Thursday, February 3, 2011

Madras Meatballs

So I just bought my first domain name - - and that was exciting. It got me to poke around and look at other foodies' blogs. I stumbled across nomnivorous, which I think is a nicely written, personable blog, and saw this recipe for Tikka Masala Meatballs (which in turn was inspired by Big Girls, Small Kitchen and Pretty Girls Use Knives). To me, cooking is about expressing yourself and trying new things. And like nomnivorous, I very seldom follow a recipe exactly. Besides, I typically stay in the European (French, Italian, German, Spanish) and Latin American cuisine genres - very seldom do I experiment with more Asian flavors. So - mainly because I didn't have exactly the same ingredients - I've tweaked the recipe very slightly. Here's my take on the recipe, which I'm calling Madras Meatballs. With some brown rice, the recipe makes four decent sized servings for dinner - but you could get away with six servings if you had a side dish or appetizer.

Ingredients Meatballs
  • 3/4 c. oats
  • 1 medium onion
  • 1 lb. ground turkey breast (you could also use ground chicken breast)
  • 1 egg
  • 1 T. tomato paste
  • 1 t. ginger
  • 2 t. dried cilantro (or chopped fresh - 2 T.)
  • 1 t. salt
  • 2 cloves garlic (or equivalent pre-minced)
  • 1 t. cumin
  • 2 medium onions
  • 3 carrots
  • 1 T. canola or other neutral vegetable oil
  • 2 cloves garlic (or equivalent pre-minced)
  • 1 t. cumin
  • 2 t. dried cilantro (or chopped fresh - at least 2 T.)
  • 1 - 2 t. hot curry powder (I used McCormick Hot Madras Curry powder) - use as much as you would like, depending on taste. E's not crazy about heat so I kept it closer to 1 t.
  • 1 1/2 t. ground ginger (you can use fresh if you have it)
  • 1 14.5 oz. can diced tomatoes with chiles (I used Trader Joe's fire roasted tomatoes with chiles)
  • 1 14.5 oz. can diced tomatoes
  • 1/2 c. light coconut milk
  1. (Note: This recipe works really well if you use a food processor, but it's optional. My directions will assume you're using one.) Turn on your oven's broiler. Line a baking sheet with foil and spray the foil with cooking spray.
  2. Place the oats in the food processor and pulse until they look like coarse flour. Pour the oats into a bowl for now.
  3. Peel and quarter the onion. Place the onions in the food processor and pulse until they are minced.
  4. Add the turkey, the processed oats, the egg, tomato paste, salt and spices to the onion mixture in the food processor. Pulse until all ingredients are incorporated.
  5. You can make the meatballs any size you would like, I made smallish ones using a small cookie dough scoop. You could use an ice cream scoop, spoons, or your bare hands to shape the meatballs.
  6. Place the meatballs on the prepared baking sheet (I ended up with 40 small ones) and cook under the broiler for about 10 minutes, watching to ensure they don't burn.
  7. Wash out the food processor, you'll need it for the sauce!

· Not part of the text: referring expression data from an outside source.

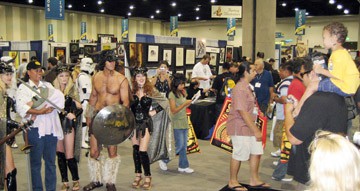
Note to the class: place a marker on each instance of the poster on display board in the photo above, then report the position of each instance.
(200, 49)
(190, 56)
(179, 56)
(167, 55)
(153, 53)
(229, 53)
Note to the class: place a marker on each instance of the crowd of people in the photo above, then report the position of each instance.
(309, 135)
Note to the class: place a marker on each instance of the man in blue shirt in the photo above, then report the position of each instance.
(263, 85)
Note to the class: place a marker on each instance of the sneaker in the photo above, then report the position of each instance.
(186, 170)
(276, 153)
(285, 179)
(14, 145)
(162, 165)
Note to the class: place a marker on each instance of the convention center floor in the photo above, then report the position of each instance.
(211, 167)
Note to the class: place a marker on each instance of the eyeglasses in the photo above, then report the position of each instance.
(303, 74)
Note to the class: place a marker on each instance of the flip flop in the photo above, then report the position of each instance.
(260, 186)
(234, 188)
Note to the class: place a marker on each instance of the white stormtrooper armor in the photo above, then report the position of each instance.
(84, 85)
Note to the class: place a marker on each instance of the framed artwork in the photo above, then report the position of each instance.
(229, 53)
(153, 53)
(179, 56)
(200, 49)
(213, 57)
(222, 55)
(190, 56)
(167, 55)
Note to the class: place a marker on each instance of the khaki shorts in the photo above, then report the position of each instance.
(244, 146)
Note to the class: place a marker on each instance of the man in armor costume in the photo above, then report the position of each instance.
(7, 166)
(109, 88)
(83, 82)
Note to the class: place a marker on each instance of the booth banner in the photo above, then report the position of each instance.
(125, 28)
(193, 144)
(174, 26)
(300, 19)
(221, 11)
(50, 32)
(220, 137)
(55, 9)
(231, 22)
(83, 31)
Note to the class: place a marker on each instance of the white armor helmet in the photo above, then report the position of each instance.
(86, 64)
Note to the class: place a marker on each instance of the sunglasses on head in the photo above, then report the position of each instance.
(303, 74)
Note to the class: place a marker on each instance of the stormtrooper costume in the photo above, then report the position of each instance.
(83, 82)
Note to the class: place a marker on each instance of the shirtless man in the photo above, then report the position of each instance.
(109, 88)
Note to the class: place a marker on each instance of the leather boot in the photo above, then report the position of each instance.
(11, 180)
(62, 166)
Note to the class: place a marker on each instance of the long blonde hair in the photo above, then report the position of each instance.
(334, 163)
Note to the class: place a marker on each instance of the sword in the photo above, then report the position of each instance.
(46, 99)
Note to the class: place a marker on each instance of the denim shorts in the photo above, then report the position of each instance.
(325, 85)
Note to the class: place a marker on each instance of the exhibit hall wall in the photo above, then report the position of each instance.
(22, 22)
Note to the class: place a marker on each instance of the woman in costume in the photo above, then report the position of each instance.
(66, 150)
(141, 107)
(6, 127)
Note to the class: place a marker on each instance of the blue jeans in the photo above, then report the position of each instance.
(44, 147)
(181, 137)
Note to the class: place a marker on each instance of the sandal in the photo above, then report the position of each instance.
(147, 184)
(92, 186)
(137, 181)
(76, 185)
(65, 186)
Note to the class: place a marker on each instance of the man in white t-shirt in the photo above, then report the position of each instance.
(202, 72)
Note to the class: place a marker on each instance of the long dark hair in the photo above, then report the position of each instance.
(176, 81)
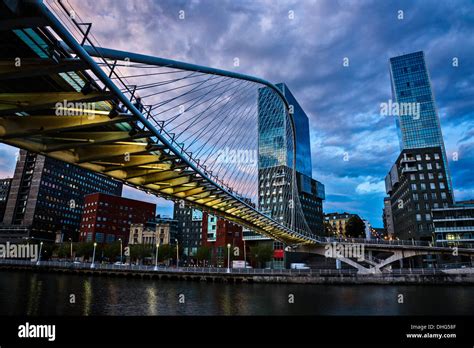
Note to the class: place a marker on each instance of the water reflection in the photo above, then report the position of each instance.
(25, 293)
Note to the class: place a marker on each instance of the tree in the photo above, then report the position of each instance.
(261, 254)
(203, 253)
(140, 251)
(63, 251)
(85, 249)
(355, 227)
(112, 250)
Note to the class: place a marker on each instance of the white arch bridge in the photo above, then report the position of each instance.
(155, 124)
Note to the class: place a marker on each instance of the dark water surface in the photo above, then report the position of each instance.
(27, 293)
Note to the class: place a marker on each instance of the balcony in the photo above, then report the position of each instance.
(408, 160)
(409, 170)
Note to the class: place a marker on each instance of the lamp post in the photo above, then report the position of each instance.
(156, 257)
(228, 257)
(177, 253)
(245, 254)
(39, 256)
(93, 256)
(70, 240)
(120, 240)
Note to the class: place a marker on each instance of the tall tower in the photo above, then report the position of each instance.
(276, 160)
(411, 83)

Peel and quarter two onions; remove the ends from the carrots, and peel if you'd like to (I didn't, I just washed them) and cut the carrots into 1-inch chunks. Place the onions and carrots in the food processor and pulse until they are minced. In a skillet, heat 1 T. canola oil over medium-high heat and add the onions and carrots. Add the garlic and other spices, stir to combine, and cook for about 5 minutes to allow the flavors to combine and heat up a bit.
  8. Add both cans of tomatoes and the coconut milk, stir to combine, turn down the heat, cover and simmer for about 10 minutes to allow the flavors to blend. Add the meatballs to the sauce and simmer for another 15 minutes, until the meatballs are cooked through (they should have cooked pretty well under the broiler).
  9. Serve over brown rice (I like to use Trader Joe's microwaveable pre-cooked brown rice). Have some plain yogurt on hand in case you went a little overboard with the spice - it'll help balance that heat.
Per serving: 319 calories, 9 g fat, 29 g carb, 32 g protein, 6 g fiber

Notes on this recipe:
  • If you don't have diced tomatoes with chiles, you can use regular diced tomatoes and add chopped jalapenos, or crushed red pepper, or a pinch of cayenne, or just up the curry powder.
  • If you don't have coconut milk, you could use regular milk, or you could just go all-tomato.
  • You don't have to use diced tomatoes, you can use crushed or whole peeled and break them down yourself.
  • Fresh herbs and spices or dried? Usually 1 t. of a dried herb is about as powerful as 1 T. fresh. Use your taste buds to guide you here.

1 comment:

  1. I LOVE not exactly following a recipe too - but your cooking is a lot better!